Cet ethos, corrélé aux transformations de la socialisation maternelle, se banalise dans le contexte de Temps2 et de la réforme Haby (n=9). Deux des cas sont spécifiés par le deuxième «âge» de l'émigration algérienne. Zina, tout en aidant sa mère à gérer la vie familiale, se soumet d'elle-même à la discipline du travail scolaire, mais juge que la rétribution de ses devoirs, la note, devrait être proportionnelle au temps et à la peine qu'elle a dépensée.

‘— " [la rédaction] Pour moi je pensais mettre beaucoup de temps surtout le soir, et puis après avoir une mauvaise note j'étais déçue, je me disais que ça servait à rien alors de me décarcasser toute une soirée pour avoir ça (rire)." (Zina)’

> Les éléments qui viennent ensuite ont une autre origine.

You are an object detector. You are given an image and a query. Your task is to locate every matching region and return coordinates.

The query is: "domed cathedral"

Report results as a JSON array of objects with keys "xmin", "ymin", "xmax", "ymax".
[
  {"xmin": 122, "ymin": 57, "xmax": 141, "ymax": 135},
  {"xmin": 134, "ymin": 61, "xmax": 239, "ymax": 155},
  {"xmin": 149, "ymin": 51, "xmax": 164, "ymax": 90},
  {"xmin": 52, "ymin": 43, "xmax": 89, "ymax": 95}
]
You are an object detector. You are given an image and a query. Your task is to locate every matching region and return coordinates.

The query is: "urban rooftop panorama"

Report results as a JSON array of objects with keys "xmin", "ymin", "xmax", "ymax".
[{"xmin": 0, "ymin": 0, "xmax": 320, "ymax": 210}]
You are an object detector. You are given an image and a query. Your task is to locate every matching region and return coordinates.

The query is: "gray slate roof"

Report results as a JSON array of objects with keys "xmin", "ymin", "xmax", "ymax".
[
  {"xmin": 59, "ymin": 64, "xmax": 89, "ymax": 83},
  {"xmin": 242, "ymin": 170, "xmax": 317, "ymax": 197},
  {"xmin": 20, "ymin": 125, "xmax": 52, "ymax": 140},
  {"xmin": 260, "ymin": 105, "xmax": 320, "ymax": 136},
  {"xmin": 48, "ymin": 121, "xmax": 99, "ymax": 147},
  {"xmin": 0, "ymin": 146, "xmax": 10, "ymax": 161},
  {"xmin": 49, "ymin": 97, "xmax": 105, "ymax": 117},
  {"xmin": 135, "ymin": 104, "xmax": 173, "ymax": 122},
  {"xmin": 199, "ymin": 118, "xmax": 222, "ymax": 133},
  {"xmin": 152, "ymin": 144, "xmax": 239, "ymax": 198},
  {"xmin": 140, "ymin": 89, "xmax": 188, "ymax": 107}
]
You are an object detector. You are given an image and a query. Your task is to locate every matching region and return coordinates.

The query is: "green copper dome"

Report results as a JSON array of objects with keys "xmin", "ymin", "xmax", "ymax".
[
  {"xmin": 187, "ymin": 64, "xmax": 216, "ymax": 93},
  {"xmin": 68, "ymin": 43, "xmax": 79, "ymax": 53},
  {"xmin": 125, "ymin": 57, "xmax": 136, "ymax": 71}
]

Le schème de conduite portant à maximiser le rapport coût/profit se suffit à lui-même. Il ne débouche pas sur un procès d'individuation. Les objectifs se définissent sur le mode de ce qui va de soi, à partir des dispositions intériorisées. Zina et Aïcha ont été reçues au bac au bout d'un cursus de quatre ans. Pour l'une (pas de vestiges d'organisation autocéphale), qui abandonne les études universitaires au bout d'un an, l'enjeu est d'accéder à un emploi qualifié fixe, dans une situation de chômage croissant. Pour l'autre (vestiges d'organisation autocéphale), il s'inscrit dans la logique découverte par Dalila et désormais bien balisée : la réussite au bac donne le moyen de conjuguer liberté individuelle et statut légitimé d'étudiante.

Quatre cas sont spécifiés par le troisième «âge» de l'émigration algérienne. A l'exception de Firouz (CS ouvrier-fonctionnaire), pour qui les études se sont configurées d'emblée en jeu sérieux lors des séances journalières collectives de devoirs avec les enfants du quartier, les élèves se conduisent en clientes, appréciant les études à l'aune des profits tangibles qu'elles en tirent 363 . Naïma, que sa mère voulait marier, a renoncé de bon gré aux études longues. Rétrospectivement, elle se réjouissait d'avoir été reçue au BEP sans avoir eu à peiner. Dans les cas spécifiés par Temps2 et par une place de fille, le travail intellectuel ne s'est jamais autonomisé. Les deux mères, dont l'une était sortie de l'école en 3e et l'autre en CM1, ont contrôlé le travail scolaire des filles tout au long de leur scolarité. Les formes de ce tutorat suggèrent qu'il rabat le travail scolaire sur des montages sensori-moteurs 364 . La dimension des apprentissages consistant, par exemple, à repérer les catégories de jugement implicites qui sous-tendent les assertions — les présupposés —, est barrée. Jusqu'au BTS, Joëlle demande le soir à sa mère de lui faire réciter ses leçons; jusqu'au collège, la mère de Souad regarde les cahiers de textes de ses filles et organise avec elles le planning de la semaine, ensuite elle vérifie que le planning a été suivi. Le présupposé est la validité universelle de la logique binaire du oui/non. Le résultat est bon ou mauvais : la leçon est sue ou ne l'est pas. L'organisation est rationnelle ou non : le produit à fournir (le devoir ou la leçon) est prêt à temps ou ne l'est pas. Enfin, le travail est rentable ou non : la valeur de la note est en rapport avec le temps de travail ou elle ne l'est pas.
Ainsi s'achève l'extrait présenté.